Reputation: 189
I know k-NN is a classification scheme that, for each point you want to classify, takes the k nearest neighbors, then, using some distance, and uses majority vote to classify the point.
Is there a similar regression algorithm where there's only one class, class A. You have a dataset of some (not all) points in the feature space that is in class A. To compute the probability a new point in the feature space is in class A, you look at the density within distance k of that point of class A?
Upvotes: 0
Views: 61
Reputation: 326
I think what you're asking for is probability density estimation. You want to use your observations of the points in class A to empirically construct a probability density function and then use that PDF to predict the probability that a new point is in class A.

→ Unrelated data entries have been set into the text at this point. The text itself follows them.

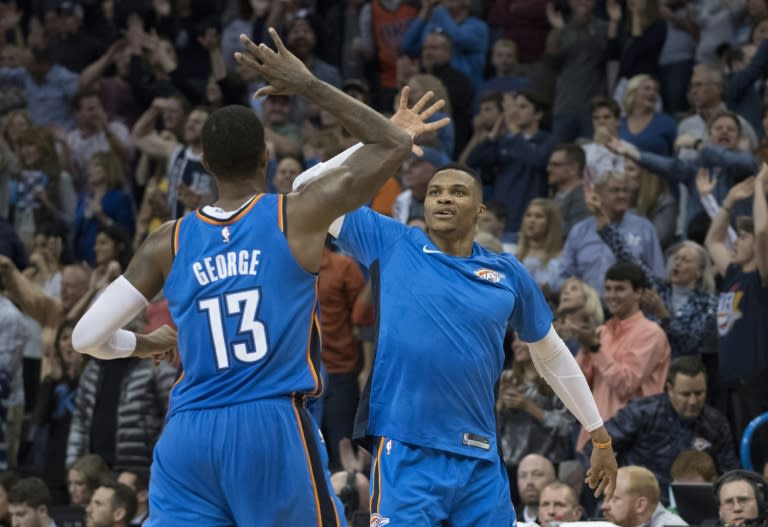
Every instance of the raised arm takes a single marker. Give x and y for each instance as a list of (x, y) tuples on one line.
[(311, 210), (718, 230)]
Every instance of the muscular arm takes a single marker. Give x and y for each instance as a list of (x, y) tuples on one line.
[(99, 333), (312, 209)]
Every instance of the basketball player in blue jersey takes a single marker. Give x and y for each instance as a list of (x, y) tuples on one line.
[(241, 280), (444, 304)]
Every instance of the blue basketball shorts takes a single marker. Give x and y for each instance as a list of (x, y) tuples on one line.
[(424, 487), (256, 464)]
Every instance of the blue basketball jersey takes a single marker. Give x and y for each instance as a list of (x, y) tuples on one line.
[(246, 311), (441, 327)]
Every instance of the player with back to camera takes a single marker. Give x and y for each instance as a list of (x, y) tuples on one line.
[(240, 276)]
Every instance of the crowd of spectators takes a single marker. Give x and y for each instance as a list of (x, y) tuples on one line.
[(619, 143)]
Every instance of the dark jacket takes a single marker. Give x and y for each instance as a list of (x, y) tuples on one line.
[(650, 433), (141, 410)]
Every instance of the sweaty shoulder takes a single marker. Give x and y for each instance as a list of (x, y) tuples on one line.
[(152, 261)]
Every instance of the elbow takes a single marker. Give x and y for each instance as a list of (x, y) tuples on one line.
[(83, 341)]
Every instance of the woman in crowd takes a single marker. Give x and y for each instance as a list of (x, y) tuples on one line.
[(541, 242), (43, 191), (579, 304), (84, 477), (52, 414), (651, 198), (685, 301), (106, 204), (530, 416), (643, 126)]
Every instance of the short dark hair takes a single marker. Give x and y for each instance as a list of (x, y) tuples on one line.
[(605, 102), (689, 366), (124, 496), (8, 478), (233, 141), (142, 477), (494, 97), (627, 272), (574, 153), (30, 491), (84, 94), (539, 105)]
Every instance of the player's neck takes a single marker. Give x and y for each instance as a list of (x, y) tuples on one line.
[(232, 194), (449, 245)]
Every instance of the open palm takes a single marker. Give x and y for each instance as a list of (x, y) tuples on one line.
[(413, 120)]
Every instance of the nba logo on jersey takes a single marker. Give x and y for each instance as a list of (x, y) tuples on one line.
[(490, 275), (378, 520)]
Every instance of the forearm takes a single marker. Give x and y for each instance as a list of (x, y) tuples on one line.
[(361, 121), (555, 363), (99, 333)]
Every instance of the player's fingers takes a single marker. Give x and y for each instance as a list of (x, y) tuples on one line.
[(250, 45), (421, 103), (431, 127), (404, 98), (249, 62), (432, 110), (601, 486), (276, 39)]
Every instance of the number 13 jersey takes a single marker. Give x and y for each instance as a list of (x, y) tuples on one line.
[(245, 309)]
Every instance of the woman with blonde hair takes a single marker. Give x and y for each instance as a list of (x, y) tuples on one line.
[(684, 302), (579, 304), (540, 243), (642, 125), (651, 198), (43, 190), (106, 204)]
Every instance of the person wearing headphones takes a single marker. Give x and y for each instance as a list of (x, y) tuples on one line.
[(742, 499)]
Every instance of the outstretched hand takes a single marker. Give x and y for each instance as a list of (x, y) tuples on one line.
[(413, 120), (602, 472), (284, 72)]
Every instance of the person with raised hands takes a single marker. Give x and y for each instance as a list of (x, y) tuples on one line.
[(240, 277)]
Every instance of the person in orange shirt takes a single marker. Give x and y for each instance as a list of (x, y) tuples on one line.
[(628, 356), (341, 282)]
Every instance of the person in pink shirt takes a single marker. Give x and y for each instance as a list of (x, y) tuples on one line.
[(629, 355)]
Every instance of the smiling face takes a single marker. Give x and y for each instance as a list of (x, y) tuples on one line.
[(535, 222), (452, 204), (724, 131), (572, 296), (686, 268), (621, 298)]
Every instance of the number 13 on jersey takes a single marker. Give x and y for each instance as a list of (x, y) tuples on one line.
[(245, 306)]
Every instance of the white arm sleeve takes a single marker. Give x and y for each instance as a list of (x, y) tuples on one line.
[(308, 175), (554, 361), (98, 332)]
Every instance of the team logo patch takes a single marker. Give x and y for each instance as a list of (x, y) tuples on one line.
[(378, 520), (490, 275)]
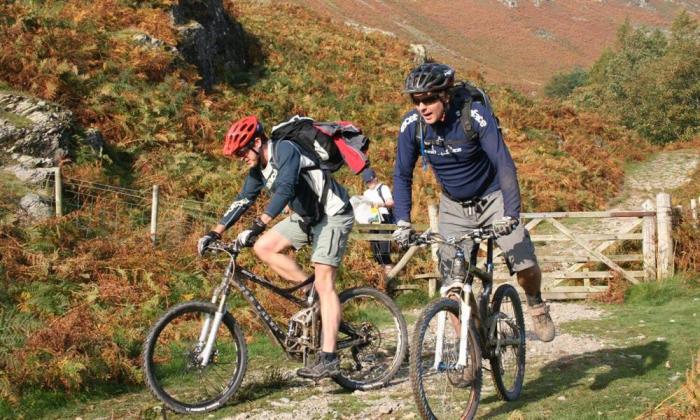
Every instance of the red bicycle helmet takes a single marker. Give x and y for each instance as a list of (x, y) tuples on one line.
[(241, 133)]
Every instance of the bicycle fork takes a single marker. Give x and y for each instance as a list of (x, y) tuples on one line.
[(464, 315), (210, 326)]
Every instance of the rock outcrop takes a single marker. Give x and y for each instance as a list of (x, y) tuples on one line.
[(33, 127), (210, 39)]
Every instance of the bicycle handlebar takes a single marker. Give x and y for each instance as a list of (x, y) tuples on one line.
[(231, 248), (477, 235)]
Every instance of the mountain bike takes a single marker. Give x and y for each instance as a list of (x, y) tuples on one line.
[(195, 356), (455, 331)]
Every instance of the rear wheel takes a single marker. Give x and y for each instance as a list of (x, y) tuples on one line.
[(445, 391), (372, 339), (507, 343), (172, 359)]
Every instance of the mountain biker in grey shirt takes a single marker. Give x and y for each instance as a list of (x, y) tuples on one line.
[(295, 180)]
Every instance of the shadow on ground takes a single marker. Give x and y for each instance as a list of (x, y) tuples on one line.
[(572, 371)]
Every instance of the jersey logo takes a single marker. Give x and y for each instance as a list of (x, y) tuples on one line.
[(236, 204), (411, 119), (478, 118), (270, 179)]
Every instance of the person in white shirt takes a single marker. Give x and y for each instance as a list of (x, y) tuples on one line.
[(379, 195)]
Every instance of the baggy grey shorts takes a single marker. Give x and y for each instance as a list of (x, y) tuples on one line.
[(330, 236), (455, 221)]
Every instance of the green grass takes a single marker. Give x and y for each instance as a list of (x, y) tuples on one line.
[(17, 121), (654, 338)]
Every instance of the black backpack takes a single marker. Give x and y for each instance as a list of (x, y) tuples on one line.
[(333, 143)]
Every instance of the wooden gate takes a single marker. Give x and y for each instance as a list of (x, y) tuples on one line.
[(574, 249)]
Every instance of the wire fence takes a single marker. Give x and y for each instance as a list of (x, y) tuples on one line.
[(94, 205)]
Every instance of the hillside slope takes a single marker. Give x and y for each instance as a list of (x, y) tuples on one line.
[(523, 46)]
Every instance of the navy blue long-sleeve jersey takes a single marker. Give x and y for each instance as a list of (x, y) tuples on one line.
[(466, 169)]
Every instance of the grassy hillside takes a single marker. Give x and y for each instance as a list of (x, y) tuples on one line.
[(521, 46), (77, 293)]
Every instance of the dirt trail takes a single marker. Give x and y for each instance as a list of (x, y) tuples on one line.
[(664, 171)]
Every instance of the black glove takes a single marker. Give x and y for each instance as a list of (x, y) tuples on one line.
[(505, 226), (402, 234), (206, 240), (248, 236)]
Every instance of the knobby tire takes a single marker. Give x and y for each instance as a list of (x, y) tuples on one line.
[(170, 340)]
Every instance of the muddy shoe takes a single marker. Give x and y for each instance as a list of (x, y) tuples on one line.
[(542, 322), (326, 365)]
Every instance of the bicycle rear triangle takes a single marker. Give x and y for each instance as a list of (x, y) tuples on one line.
[(195, 356)]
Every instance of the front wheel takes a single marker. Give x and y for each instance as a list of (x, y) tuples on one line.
[(443, 389), (507, 343), (172, 360), (372, 339)]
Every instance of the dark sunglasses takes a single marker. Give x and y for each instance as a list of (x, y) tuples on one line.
[(425, 100), (244, 151)]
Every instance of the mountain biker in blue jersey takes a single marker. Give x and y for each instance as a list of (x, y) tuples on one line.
[(477, 176), (295, 180)]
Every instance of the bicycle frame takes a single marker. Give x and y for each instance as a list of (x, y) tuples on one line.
[(238, 276), (468, 304)]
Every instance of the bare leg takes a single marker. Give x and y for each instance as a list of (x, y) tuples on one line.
[(270, 248), (330, 305)]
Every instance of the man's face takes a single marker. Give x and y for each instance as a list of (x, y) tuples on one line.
[(250, 154), (430, 106)]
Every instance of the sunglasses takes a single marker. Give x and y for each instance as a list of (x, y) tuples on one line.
[(425, 100), (244, 151)]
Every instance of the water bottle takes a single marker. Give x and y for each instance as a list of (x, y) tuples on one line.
[(459, 270)]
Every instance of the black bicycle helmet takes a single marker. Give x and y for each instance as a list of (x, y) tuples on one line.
[(429, 77)]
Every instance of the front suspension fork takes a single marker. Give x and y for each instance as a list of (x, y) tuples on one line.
[(464, 318)]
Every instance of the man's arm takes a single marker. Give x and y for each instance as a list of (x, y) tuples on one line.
[(406, 156), (492, 142), (251, 189)]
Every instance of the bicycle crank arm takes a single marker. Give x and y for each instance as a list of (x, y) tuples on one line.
[(344, 344), (465, 313)]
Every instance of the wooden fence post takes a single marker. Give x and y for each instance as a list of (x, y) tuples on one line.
[(154, 214), (433, 216), (58, 190), (694, 210), (664, 229), (649, 242)]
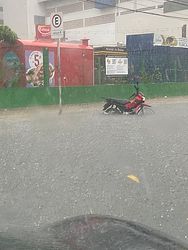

There are many ways to implement this, and the simplest might be to model your data as being Gaussian or a mixture of Gaussians. In the case of a single Gaussian model, you can just compute the mean and variance of your dataset to parameterize the Gaussian. This assumes that a Gaussian model is a good fit for your dataset, and if not, there are more sophisticated methods such as making a histogram or using different distributions.
However, if you're only interested in classifying whether or not a point belongs to a class, then estimating the density might be overkill. You could just use any of the numerous classification algorithms out there (Random forests, SVM, logistic regression, neural networks, etc.), and these won't tell you anything about the underlying distribution of the data, but will just give you a classifier.
Upvotes: 1